BERLIN (Reuters) - Hamburg has become Germany’s first city to recognize Islamic holidays, a move meant to encourage the integration of a religious minority often vilified by opponents of immigration.
Muslim employees and students will be allowed days off to celebrate their holidays and Islamic classes will be allowed in state schools, authorities and Islamic groups said after negotiations lasting five years.
“We hope that the introduction of Muslim religious classes in the northern city-state will be a signal for the other fifteen German states,” said Daniel Abdin from Hamburg’s council of Islamic communities. “This agreement is an important step towards a recognition of Islam in the country.”

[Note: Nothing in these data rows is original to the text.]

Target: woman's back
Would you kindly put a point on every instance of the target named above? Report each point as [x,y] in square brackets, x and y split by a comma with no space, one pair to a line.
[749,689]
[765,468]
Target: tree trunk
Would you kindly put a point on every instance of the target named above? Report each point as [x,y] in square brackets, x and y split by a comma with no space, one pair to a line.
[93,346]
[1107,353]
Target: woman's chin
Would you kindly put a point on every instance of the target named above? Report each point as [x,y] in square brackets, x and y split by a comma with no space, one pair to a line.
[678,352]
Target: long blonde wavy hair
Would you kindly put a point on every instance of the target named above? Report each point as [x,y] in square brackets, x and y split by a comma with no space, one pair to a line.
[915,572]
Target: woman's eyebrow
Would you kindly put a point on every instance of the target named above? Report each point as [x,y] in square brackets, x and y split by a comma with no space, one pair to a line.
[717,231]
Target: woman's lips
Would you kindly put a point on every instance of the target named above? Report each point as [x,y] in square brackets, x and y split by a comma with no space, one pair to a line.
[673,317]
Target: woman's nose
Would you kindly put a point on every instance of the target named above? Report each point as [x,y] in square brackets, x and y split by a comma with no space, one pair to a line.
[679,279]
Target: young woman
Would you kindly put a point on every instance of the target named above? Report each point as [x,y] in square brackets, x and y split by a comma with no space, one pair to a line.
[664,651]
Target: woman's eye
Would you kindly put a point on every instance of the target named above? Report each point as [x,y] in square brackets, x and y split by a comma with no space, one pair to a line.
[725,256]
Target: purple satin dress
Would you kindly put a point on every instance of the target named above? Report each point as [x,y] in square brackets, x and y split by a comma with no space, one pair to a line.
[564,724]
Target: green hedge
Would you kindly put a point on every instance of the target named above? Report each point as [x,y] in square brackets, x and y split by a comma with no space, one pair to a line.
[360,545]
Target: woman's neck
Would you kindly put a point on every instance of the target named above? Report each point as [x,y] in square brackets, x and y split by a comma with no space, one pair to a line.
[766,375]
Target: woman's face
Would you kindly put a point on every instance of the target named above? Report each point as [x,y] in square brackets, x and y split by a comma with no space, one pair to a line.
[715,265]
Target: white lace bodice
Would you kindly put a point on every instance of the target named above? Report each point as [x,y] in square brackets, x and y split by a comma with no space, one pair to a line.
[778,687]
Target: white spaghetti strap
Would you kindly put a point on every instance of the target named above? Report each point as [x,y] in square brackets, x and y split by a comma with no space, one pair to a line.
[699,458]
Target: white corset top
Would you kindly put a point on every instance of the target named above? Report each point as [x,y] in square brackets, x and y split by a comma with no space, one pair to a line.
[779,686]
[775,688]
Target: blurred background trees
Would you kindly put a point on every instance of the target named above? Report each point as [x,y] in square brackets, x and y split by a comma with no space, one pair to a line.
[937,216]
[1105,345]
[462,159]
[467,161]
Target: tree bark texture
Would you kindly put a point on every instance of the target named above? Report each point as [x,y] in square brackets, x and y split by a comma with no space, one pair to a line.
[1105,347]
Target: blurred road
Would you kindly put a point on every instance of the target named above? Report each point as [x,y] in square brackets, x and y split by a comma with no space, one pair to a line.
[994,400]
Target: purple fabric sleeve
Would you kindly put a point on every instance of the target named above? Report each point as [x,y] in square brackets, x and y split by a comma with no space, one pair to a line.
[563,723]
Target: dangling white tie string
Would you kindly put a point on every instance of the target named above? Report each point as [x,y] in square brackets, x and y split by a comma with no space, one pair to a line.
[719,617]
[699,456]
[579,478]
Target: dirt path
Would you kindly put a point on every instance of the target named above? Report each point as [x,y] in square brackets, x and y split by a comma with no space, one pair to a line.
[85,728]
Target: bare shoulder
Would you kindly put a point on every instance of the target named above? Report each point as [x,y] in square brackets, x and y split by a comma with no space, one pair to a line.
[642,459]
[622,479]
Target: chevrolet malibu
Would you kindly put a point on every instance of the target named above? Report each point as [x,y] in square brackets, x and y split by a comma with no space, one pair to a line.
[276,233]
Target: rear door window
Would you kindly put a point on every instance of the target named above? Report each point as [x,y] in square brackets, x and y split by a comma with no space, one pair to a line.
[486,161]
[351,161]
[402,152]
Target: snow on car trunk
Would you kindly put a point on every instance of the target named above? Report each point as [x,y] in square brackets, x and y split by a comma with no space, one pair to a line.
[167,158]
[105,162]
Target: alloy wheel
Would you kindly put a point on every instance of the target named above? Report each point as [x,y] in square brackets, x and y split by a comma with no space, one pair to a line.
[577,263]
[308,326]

The agreement will come into force next year, the first of this kind in a country home to some 4 million Muslims, about half of whom have German citizenship.
The total population is around 82 million in Germany where religious and ethnic tolerance is a sensitive issue.
Federal conservative lawmaker Volker Kauder, a close ally of Chancellor Angela Merkel, said earlier this year that Islam was not part of Germany’s tradition and identity.
A court in Cologne banned circumcision on young boys in July, sparking criticisms from the Muslim and Jewish communities.
Muslim groups in Hamburg, representing some 150,0000 Muslims, said the agreement was a historic sign of acceptance.
“Muslims consider Hamburg their home,” said Zekeriya Altug, from Hamburg’s Turkish-Islamic Union of the Institute for Religion.